@AbdulAlhazred asserted a disjunction: GM fiat
or roll the dice.
Absolutely. We have - roll dice for each decision - as a rational exit from the dilemma that I outlined.
He also stipulated certain conditions as underpinning the disjunction: a realistically detailed world, with unconstrained variables, such that solving it as a puzzle is impossible.
We're likely to find some clear water between our views here, as for me all TTRPG worlds have a vast number (literally infinite) unconstrained variables
even if they are not realistically detailed. It might not be worth our debating that, but just accepting that we have differing views.*
If we reduce the number of variables, by reducing the realism of the fiction and stepping up the number of recognisable tropes/conventions/stereotypes, then GM decision-making won't have to obviate player decision-making. This is how Gygaxian skilled play works. It's also how The Green Knight works, although the latter system reaches for a quite different set of tropes, conventions and stereotypes and so sets up the problem-solving in a different way.

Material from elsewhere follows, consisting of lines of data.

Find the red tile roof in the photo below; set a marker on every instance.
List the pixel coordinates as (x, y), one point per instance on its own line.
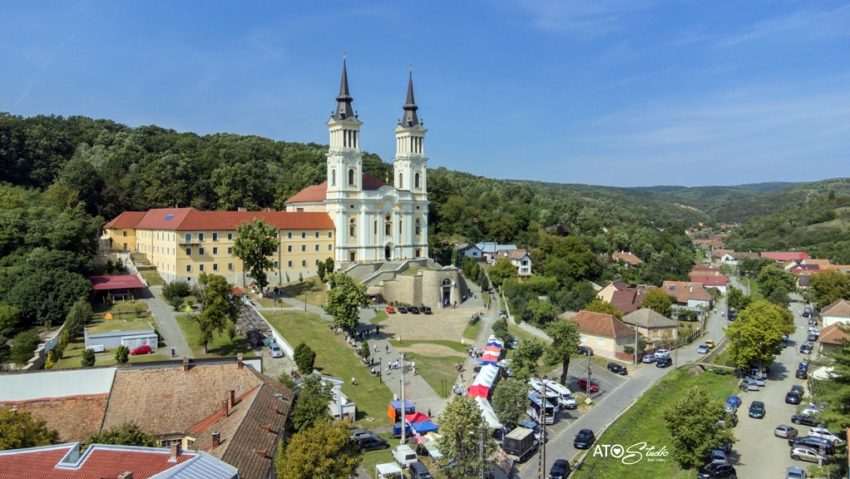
(601, 324)
(318, 193)
(127, 219)
(115, 282)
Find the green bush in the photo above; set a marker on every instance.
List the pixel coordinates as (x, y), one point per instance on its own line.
(23, 346)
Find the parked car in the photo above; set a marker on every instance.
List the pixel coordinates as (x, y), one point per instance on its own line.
(785, 431)
(757, 410)
(593, 387)
(792, 397)
(808, 454)
(560, 469)
(371, 443)
(143, 349)
(716, 470)
(805, 419)
(584, 439)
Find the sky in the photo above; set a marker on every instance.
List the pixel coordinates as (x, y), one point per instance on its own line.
(607, 92)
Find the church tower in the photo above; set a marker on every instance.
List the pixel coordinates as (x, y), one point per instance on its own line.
(345, 162)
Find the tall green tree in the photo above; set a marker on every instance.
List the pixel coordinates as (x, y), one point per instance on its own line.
(509, 401)
(219, 306)
(323, 450)
(463, 430)
(126, 434)
(565, 341)
(311, 403)
(255, 244)
(696, 426)
(18, 429)
(658, 301)
(345, 299)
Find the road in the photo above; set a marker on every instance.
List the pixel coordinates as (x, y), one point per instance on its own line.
(616, 401)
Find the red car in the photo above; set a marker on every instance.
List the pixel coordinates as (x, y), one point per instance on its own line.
(143, 349)
(582, 384)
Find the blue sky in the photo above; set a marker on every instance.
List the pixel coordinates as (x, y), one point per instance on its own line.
(611, 92)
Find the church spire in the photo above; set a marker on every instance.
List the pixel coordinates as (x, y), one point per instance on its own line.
(343, 108)
(410, 119)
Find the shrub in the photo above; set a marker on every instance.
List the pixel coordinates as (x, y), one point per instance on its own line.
(23, 346)
(87, 359)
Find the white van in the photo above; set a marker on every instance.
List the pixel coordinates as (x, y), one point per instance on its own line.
(404, 455)
(565, 396)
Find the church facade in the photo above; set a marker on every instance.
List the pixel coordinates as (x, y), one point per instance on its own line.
(373, 221)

From descriptions of play and watching videos, I can see that DW is revealing in the way it manages and is successful with - roll for each decision. In terms of unconstrained variables, it
relocates them (e.g. to 6s or less) and
declares boundaries to the decision space (so that it is vast, but less vastly diverse - I recommend reading Borges Library of Babel to grok that).**
Still, one can see that whereas in an example a wand bounced down a shaft, there were a million (again, genuinely infinite) things that could have happened to that wand: the precise outcome wasn't defined and wasn't rolled for. Most choices might have amounted to different flavours of the same thing - e.g. 'I can't use the wand', or, 'I can use the wand if'. But then, there are so many ways that "if" could have gone - if I wait, if I do X, if I pay Y, if I roll and succeed at Z, etc - and the knock-ons from there.... a vast cascade.

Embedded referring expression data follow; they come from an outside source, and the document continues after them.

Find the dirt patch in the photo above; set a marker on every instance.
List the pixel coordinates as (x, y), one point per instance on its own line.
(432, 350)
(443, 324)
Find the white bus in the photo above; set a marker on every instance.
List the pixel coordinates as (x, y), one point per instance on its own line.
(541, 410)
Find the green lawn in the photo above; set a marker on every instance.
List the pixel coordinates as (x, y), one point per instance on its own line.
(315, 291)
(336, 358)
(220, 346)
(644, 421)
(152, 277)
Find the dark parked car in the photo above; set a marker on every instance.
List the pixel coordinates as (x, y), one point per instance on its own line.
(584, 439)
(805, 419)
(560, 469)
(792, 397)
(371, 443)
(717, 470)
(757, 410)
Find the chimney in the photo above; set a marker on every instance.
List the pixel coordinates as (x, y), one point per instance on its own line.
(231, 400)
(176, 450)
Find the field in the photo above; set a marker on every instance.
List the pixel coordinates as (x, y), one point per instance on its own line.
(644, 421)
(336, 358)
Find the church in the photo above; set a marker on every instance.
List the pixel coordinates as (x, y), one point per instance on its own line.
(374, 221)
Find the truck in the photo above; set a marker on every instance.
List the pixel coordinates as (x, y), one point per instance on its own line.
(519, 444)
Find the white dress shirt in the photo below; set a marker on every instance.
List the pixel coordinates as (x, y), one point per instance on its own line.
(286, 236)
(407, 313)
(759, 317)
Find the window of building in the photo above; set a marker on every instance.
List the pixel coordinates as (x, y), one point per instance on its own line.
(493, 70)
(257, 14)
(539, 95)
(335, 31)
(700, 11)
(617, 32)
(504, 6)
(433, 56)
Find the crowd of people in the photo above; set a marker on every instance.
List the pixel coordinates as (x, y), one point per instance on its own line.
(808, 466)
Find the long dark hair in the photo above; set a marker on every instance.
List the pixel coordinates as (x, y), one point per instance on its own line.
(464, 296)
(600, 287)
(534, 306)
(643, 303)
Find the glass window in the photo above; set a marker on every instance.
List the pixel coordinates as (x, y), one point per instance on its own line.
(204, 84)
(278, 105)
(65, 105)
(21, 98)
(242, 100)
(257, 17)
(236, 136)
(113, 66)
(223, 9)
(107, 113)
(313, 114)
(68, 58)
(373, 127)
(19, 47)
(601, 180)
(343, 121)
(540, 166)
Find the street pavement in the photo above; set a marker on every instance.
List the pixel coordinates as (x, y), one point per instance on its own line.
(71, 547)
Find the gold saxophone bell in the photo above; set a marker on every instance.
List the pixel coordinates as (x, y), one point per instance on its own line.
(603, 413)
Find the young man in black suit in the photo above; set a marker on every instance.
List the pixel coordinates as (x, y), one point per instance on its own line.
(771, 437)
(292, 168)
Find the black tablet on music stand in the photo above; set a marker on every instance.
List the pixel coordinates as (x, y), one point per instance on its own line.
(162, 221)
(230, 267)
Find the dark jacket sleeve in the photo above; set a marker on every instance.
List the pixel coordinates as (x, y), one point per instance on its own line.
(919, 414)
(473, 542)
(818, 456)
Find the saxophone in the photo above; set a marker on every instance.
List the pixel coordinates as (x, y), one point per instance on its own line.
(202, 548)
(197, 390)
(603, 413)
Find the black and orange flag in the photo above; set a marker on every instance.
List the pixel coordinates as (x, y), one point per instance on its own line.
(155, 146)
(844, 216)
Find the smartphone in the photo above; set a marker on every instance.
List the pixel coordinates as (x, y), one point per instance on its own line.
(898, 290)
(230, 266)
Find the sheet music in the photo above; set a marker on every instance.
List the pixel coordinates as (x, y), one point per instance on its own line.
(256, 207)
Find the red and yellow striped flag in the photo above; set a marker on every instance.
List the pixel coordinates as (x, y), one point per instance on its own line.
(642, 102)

* So I am saying that the intent of - "
reduce the number of variables, by reducing the realism of the fiction and stepping up the number of recognisable tropes/conventions/stereotypes" - rationally only changes one kind of infinity into another kind of infinity. That is true unless you reduce to a stochastic or deterministic mechanic with properly bounded inputs, functions, and outputs. The second infinity is more useful (see below), but one thing it is absolutely not doing is removing DM-fiat. Only refining and relocating it. That is worth doing,
but it is not the same as removing DM-fiat. Rather, we are making statements about better and worse kinds of fiat for given purposes... and there is nothing wrong with that! It is helpful to do.
** Making a space less vastly diverse is extremely valuable. It becomes a helpful subset of infinity (albeit also infinite). Say we have a principle - choose only numbers divisible by 7. There are an infinite number of them, but still fewer than there are numbers overall, and if what we care about is divisibility by 7, then we have done something useful. The picture is not quite so clear with TTRPG principles of course, as we see in debates as to what principles going by the same name include and exclude.
EDITED My view is more open than was captured in my words. Also, removed some text that might not have helped my explanation.